さて、その中に「テンパる」も収められていました。
該書によると、もとは麻雀の聴牌(てんぱい)に由来し、それが動詞化して、現代では〈「焦る」「後がない」「余裕がない」という意味〉だと解説しています。
わたしも麻雀をしますから(最近はほとんどごぶさたですが)、「よしテンパった。リーチしようかな、ダマでいくか」などと使いました(あ、こりゃ、心の声ですな)。聴牌とは、もう一手で和了(ホーラ。あがり)の形になったことを言います。あとは、自摸(ツモ)るか、対戦相手の放銃(振り込み)を待つだけです。
したがって、「焦る」「後がない」「余裕がない」という心理状態ではないはずなのに、逆さのニュアンスになっています。ビンメイさんは〈ネガティブな意味で広く使われだしたのは平成も二ケタにに入ってからのようだ〉と書いています。
ネットを見ても、だいたいは同じような解説です。つまり、由来は「聴牌」で、意味が変わった理由として、テンパイしたのでドキドキするからなんて説明さえありました。
いや、まあ、テンパイしちゃったら、欲をこくのがヘボの常、危険牌を引いてきても、テンパイを崩してまで抑える選択肢などなく、「ええい、ままよ」と放銃してしまうことも(わたしの場合は)よくありますから、ドキドキするっちゃするのかもしれませんが、どっちかというとワクワクじゃないですかね。
だから、こういう説明はあまりにも不自然ではありませんか。たしかに、「煮詰まる」という言葉も正反対の意味で2通り通用しています。「議論が煮詰まる」とは、「あと一歩で完成」ぐらいの意味が本来ですが、今では「煮詰まって焦げ付く寸前。にっちもさっちもいかない」の意味で使う人が増えてきたそうです。ま、後者の場合、煮詰まったのは「頭」の中かもしれません。

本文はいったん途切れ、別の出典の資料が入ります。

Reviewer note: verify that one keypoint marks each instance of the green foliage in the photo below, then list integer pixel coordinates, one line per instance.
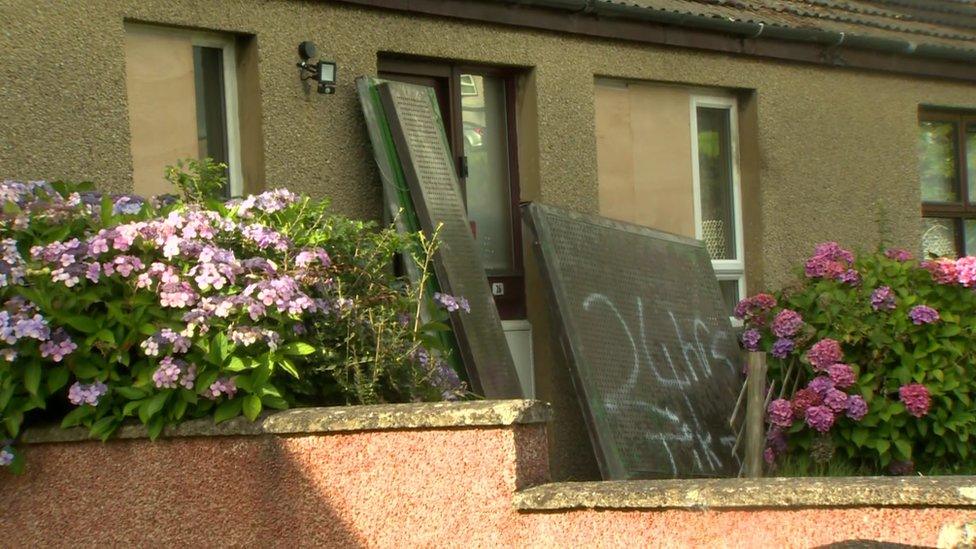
(165, 310)
(886, 351)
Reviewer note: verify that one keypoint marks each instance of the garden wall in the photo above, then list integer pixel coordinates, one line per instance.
(423, 474)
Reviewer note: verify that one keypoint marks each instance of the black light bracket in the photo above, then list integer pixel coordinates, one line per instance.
(322, 72)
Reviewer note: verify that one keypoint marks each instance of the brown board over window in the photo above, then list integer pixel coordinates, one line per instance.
(643, 325)
(418, 136)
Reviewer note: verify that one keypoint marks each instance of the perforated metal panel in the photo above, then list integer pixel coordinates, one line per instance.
(643, 325)
(421, 146)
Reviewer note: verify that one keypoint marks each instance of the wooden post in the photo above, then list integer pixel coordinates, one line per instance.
(755, 414)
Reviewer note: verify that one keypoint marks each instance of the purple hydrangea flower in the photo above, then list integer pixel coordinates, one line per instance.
(451, 303)
(58, 347)
(916, 398)
(850, 277)
(857, 408)
(787, 323)
(223, 386)
(824, 353)
(783, 347)
(780, 412)
(820, 418)
(87, 393)
(923, 314)
(750, 339)
(882, 299)
(836, 400)
(821, 385)
(842, 375)
(173, 372)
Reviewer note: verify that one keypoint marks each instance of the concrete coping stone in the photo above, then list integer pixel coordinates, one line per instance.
(731, 493)
(297, 421)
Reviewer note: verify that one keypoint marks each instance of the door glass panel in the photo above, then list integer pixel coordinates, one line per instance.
(938, 237)
(971, 163)
(969, 230)
(715, 176)
(485, 136)
(937, 161)
(208, 68)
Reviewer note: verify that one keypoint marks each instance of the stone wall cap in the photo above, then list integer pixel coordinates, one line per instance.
(424, 415)
(947, 491)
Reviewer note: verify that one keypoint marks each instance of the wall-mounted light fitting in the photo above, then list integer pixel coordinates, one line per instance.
(323, 72)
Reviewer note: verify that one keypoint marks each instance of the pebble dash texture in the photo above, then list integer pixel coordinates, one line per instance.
(429, 482)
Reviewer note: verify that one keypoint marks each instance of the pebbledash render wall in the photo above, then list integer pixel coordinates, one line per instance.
(405, 475)
(827, 144)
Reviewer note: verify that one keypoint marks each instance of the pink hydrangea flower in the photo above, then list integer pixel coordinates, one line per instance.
(943, 270)
(787, 323)
(841, 374)
(780, 412)
(824, 353)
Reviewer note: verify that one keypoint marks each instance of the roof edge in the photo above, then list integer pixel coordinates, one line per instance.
(661, 27)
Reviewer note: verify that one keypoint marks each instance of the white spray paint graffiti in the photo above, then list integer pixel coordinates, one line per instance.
(699, 354)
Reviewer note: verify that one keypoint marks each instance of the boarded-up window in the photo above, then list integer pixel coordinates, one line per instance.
(181, 89)
(667, 159)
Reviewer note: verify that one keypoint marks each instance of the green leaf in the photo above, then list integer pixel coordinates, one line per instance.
(252, 407)
(289, 367)
(904, 448)
(32, 377)
(298, 348)
(106, 336)
(227, 410)
(152, 406)
(84, 324)
(57, 378)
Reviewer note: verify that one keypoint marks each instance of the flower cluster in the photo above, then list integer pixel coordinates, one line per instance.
(923, 314)
(130, 308)
(87, 393)
(451, 303)
(870, 340)
(829, 260)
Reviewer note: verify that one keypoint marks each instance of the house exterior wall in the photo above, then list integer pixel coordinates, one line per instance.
(403, 475)
(822, 147)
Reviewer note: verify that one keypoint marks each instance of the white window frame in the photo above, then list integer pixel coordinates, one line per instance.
(228, 46)
(725, 269)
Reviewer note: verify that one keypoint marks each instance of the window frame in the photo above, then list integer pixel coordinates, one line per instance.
(725, 269)
(228, 46)
(511, 306)
(965, 207)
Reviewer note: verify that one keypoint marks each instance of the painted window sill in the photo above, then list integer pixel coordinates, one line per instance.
(733, 493)
(426, 415)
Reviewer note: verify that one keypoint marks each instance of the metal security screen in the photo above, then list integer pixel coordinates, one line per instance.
(421, 146)
(644, 327)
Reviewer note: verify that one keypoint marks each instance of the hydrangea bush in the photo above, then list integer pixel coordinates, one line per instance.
(883, 359)
(116, 307)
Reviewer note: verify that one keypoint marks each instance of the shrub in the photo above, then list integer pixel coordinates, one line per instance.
(878, 357)
(175, 308)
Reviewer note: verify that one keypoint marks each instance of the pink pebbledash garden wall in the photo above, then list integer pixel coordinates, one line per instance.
(462, 474)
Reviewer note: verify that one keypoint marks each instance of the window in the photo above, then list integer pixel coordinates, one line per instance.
(182, 98)
(477, 106)
(718, 223)
(947, 174)
(667, 158)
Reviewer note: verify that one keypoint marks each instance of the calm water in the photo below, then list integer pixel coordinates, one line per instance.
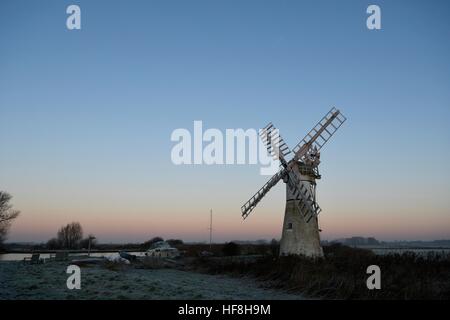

さて、ここからは裏付けしてない思いつき、おっと仮説です。
「テンパる」とは、「テンションが張る」ではないでしょうか。
テンション(tension)とは、「緊張」「不安」という意味です。
引っ越しの荷物をトラックに積むとき、テンションを張るロープの縛り方である「南京結び」で荷物が動かないように固定したりします。逆に、常に引っ張る力が加わる場合、たとえば船を係留したりするとき、ほどくときに楽なように、テンションを殺してロープが固縛してしまわないようにする「漁師結び」という結び方もあります。そのテンションです。
また、テンションが強く張った状態だと、さらに引っ張られると切れるかもしれないすんでのところ…まさに、テンパった状態ではないですか。
「エンコ」という言葉は、「エンジン故障」の省略「エン故」でした。それと同じような短縮形。そして、どこかの業界で「それじゃテンション張っちゃうよ」→「テンパっちゃうよ」などと使われていたジャーゴン(仲間言葉)が流出したのではないかしらん。あるいは、もうこれ以上テンションを上げられないという意味で「テンションいっぱい」の転化か。SMの緊縛師界隈からの流出だったら面白いな。谷ナオミさんが団鬼六さんに、「センセ、そんな縛り方じゃアタシ、テンパっちゃいますよ」「イヒヒ、それが良いのじゃ」とか。
蛇足。このテンションという言葉は、今は「この音楽、テンション上がる」とか、「KYな奴がいると、テンション下げる」などといった使われ方もされているようです。この場合は、「気分が盛り上がる/下がる」という意味のようですが、英語のtensionにそんなニュアンスはないようです。